I Want My Promised Land
Sitting back and reflecting on the current state of our the nation that I deeply love, I find myself in a peculiar state of mind. As a black man who is 37 years old, I find myself living in times that my ancestors would not have dreamed of; times far away from the cruelty of slavery, Jim Crow, and segregation. I live in a time where someone with the same skin complexion as mine, sits in the highest office in the land, and where I head a business that the majority of it’s patrons do not have my same skin complexion. I also lead a church where 60% of those who attend look nothing like me. I am living in times and opportunities that my grandfather marched to allow me to have. Yet, I find myself still looking around and realizing that as a nation we haven’t yet made it to our Promise Land.
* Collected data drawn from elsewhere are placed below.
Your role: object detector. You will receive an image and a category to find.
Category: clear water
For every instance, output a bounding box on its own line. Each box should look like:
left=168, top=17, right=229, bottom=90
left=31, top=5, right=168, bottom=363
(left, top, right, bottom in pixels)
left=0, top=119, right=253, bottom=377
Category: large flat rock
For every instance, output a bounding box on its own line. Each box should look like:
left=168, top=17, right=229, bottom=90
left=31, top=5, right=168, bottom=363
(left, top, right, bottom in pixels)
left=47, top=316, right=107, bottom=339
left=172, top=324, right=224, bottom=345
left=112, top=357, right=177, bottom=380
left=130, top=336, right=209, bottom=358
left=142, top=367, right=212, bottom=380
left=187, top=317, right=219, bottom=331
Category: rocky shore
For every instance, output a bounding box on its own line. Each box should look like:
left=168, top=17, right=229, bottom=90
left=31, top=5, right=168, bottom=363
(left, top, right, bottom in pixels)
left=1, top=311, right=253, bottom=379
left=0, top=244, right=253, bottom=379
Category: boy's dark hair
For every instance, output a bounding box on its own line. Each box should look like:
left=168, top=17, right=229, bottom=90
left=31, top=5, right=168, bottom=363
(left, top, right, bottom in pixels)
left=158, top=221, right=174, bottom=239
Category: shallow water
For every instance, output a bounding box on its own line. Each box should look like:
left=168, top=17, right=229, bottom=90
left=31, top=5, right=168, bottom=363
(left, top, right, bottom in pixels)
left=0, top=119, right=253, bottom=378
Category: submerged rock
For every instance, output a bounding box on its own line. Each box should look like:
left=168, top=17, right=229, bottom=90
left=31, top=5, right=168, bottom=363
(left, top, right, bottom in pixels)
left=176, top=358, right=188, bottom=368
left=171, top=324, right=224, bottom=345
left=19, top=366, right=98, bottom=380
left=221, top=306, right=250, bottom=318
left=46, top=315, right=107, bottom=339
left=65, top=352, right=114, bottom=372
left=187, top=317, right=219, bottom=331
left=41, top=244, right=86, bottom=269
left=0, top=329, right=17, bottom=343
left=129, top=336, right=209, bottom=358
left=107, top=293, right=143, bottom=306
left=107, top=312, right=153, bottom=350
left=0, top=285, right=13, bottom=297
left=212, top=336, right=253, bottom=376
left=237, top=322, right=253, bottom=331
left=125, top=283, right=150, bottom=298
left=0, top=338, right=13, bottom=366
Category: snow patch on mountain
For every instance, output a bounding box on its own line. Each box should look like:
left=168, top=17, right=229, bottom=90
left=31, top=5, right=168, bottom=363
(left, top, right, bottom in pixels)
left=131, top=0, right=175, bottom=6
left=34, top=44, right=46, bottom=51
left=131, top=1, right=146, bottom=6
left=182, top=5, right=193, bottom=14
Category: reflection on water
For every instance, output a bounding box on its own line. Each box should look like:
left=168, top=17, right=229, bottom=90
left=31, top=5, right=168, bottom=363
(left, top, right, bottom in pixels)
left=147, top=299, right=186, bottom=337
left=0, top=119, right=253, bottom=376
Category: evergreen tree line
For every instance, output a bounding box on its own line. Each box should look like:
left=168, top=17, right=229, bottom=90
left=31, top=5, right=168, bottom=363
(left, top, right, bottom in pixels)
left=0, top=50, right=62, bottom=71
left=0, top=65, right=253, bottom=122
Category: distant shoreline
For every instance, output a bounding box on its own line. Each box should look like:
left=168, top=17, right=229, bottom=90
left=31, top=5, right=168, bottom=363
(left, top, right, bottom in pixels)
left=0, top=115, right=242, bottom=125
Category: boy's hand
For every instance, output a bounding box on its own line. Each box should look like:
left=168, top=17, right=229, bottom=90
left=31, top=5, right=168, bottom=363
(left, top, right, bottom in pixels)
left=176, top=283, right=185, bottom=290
Forty seven years ago, Dr. Martin Luther King gave what would be the last speech he would ever grace us with. It would actually be his eulogy of sorts. In the final part of his speech, he utters the words, “I just want to do God’s will. And He’s allowed me to go up to the mountain. And I’ve looked over. And I’ve seen the Promised Land. I may not get there with you. But I want you to know tonight, that we, as a people, will get to the promised land”! If Dr. King was still alive today, I would ask him, “Sir, why haven’t we entered the Promise Land as yet?”. I know some reading this are probably thinking that I am lunatic to say that American has not reached the “Promise Land” when it comes to racial reconciliation, but before you write me off as another black man not “satisfied” with anything, please hear me out.
I observe our country when it comes to the issue of race and it seems to parallel a lot with the Israelites in the Old Testament. For years we were in bondage of slavery. God raised up a Moses type of man in Dr. King, who would be the mouthpiece of God, to lead us out of slavery and into the Promised Land. Just like Moses, he faced the Pharaohs of injustice of his day. He led a people through the Red Sea and we watched the Egyptian army of Jim Crow buried underneath it. Yet, once our Moses passed on, we have wandered in the desert of what’s next. Though we are no longer in Egypt in slavery, we are still on the other side of the Jordan River. I am pretty sure when Dr. King went to the mountain top, this was not the Promised Land he saw for us. I believe he saw a place where people weren’t judged by the color of their skin, but the content of their character. A place where when injustice happened, it wouldn’t be a “black issue” but an American issue. A land where the local church, which should be the beacon of light for the land, would be the model of reconciliation, instead of what it currently is; a place that still hosts the most segregated event of the week, a place where black lives mattered when it comes to the unborn, a place where when a young black man “made it,” it would be the norm instead of an anomaly.
It should also be a place where our neighborhood schools and workplaces were more diverse. Where people of all different walks really did life together. I believe that that Promised Land is still out there for us to walk in, but we are in need of a generation of Joshuas. A generation of men and woman who are willing to not lead from the mountaintop of political rhetoric, but in the valley of real life. Men who are willing to model reconciliation in their homes, churches, and places of influence, no matter what their skin tone may be. A generation that is willing to drive the conversation at the dinner table with their children, spouses, and friends. A generation that will run to the needs of dying children in Chicago because we realize they could be future world changers. A generation of black leaders willing to help meet needs in communities that are not their own. A generation of Pastors who would be willing to lead the charge, no matter how much it will affect attendance and giving. I want my Promised Land. I will fight for my Promised Land. I will lead people into the Promised Land. I will do this not because I am black, but because I am man who stands on the shoulders of great men and woman who went before me. It is my job, it is our job, to see Dr. King’s dream become a reality.